What are your feelings when it comes to hitting and out-of-control yelling?
Mr. Easy Going
Dear Mr. Easy Going,
When it comes to giving a child a “potch,” I know that there has always been and probably will continue to be much disagreement on the subject. I, for one, do not like it or approve of it. I think there are plenty of ways to discipline a child without using physical means. I don’t like the message it sends to the child—mainly that hitting is an acceptable way of treating others.
Additionally, where does potching end and hitting begin? Where does hitting end and hitting hard begin? Where is that fine line that takes the action from symbolic to a place where actual pain is experienced? Particularly for the person who is capable of losing it. Is it worth the risk of hurting one’s child both physically and emotionally? I would think not.
The same goes for yelling. Yes, we’ve all raised our voices, and justifiably spoken in stern tones. It’s part of parenting. We need to be heard and taken seriously when trying to make our points with our children. However, once again, there is that tipping point between when a parent is raising his or her voice, versus totally letting it rip and screaming in a way that sounds out of control and frightening.
What concerns me most about the way in which you describe your wife is that she sounds like a woman with a great deal of anger inside her and she uses her children as a target for her rage. Very possibly, much of her anger is due to what her parents did to her over the years (and may possibly still be doing). She’s out of control. She is creating a very unsafe environment for your children—emotionally and physically. Though, as you say, she can be a loving, terrific mother, she is unpredictable. Children quickly learn to walk on eggshells around people like her, never knowing quite when she might blow. That’s not the kind of home children should be raised in. They deserve to feel protected and secure in their own home, not constantly on high alert, worrying about what might trigger an insane reaction from their parent.
Furthermore, it sounds as though there is always the possibility of her rage escalating to the point where her potch is something much more serious and potentially damaging. When people are out of control, it’s very easy to slip into the danger zone. No turning back from that. Children can and do get hurt.
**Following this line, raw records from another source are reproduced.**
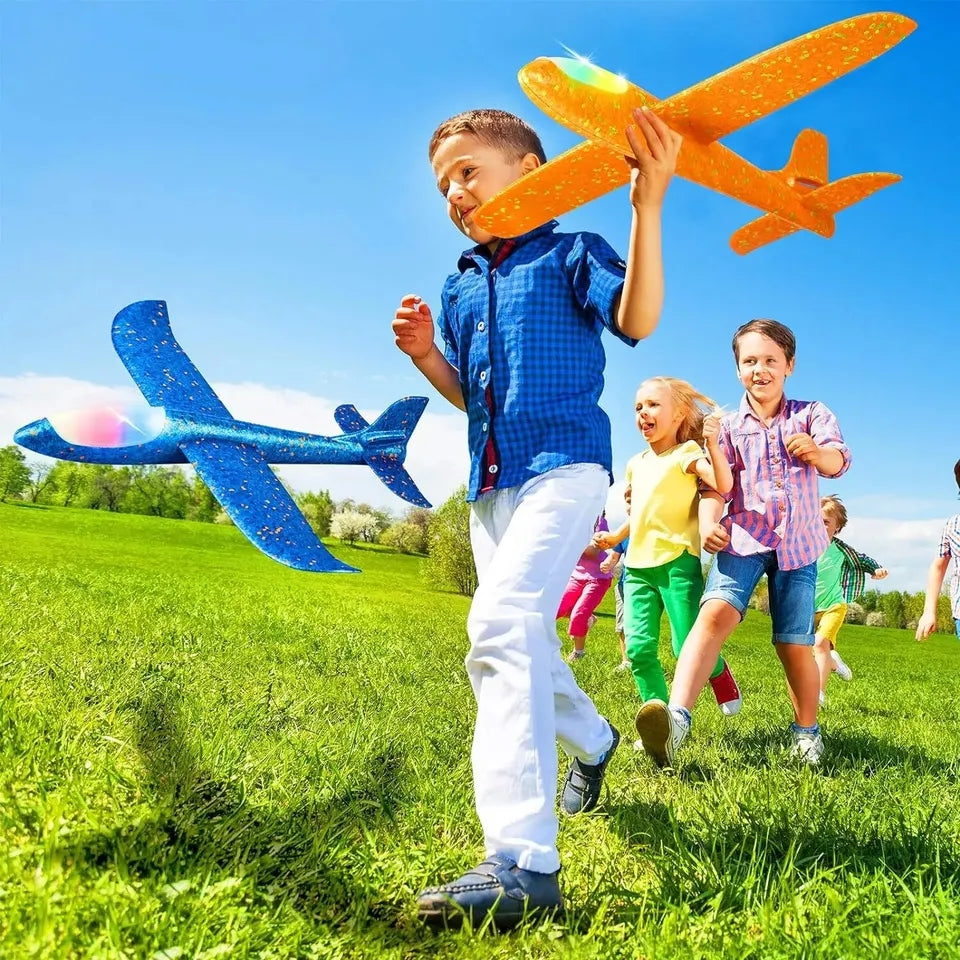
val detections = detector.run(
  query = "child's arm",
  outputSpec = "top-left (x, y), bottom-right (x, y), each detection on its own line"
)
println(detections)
top-left (592, 517), bottom-right (630, 550)
top-left (853, 550), bottom-right (889, 580)
top-left (393, 293), bottom-right (467, 410)
top-left (917, 554), bottom-right (950, 640)
top-left (697, 490), bottom-right (730, 553)
top-left (614, 108), bottom-right (683, 340)
top-left (786, 401), bottom-right (850, 477)
top-left (693, 413), bottom-right (733, 494)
Your wife is caught up in an intergenerational cycle of abusive behavior. If she doesn’t go for help soon, the cycle will continue. Your children will absorb her rage and give it over, someday, to their own children. At some point, sooner rather than later, someone has to pull the plug on this sad cycle. You are absolutely correct about that. Her behavior in this regard is unacceptable.
I also have to wonder why you have put yourself into such a powerless position with your wife. True, it is important for parents to try not to contradict one another in front of their children or to give mixed messages. But what is really going through your head as you stand by and allow your wife to hit your children, often with the intention of actually hurting them, while you cringe but do nothing? Is your wife also bullying you? Are you also the recipient of her rage and afraid to take her on?
Though the purpose of this column is for you to gain validation that your instincts are correct regarding parenting, it sounds like there is more to this story, which involves you, and perhaps this would be a good time for you to reevaluate your relationship with your wife. Make sure that there is mutual respect for one another, and that the love you each feel is free of fear.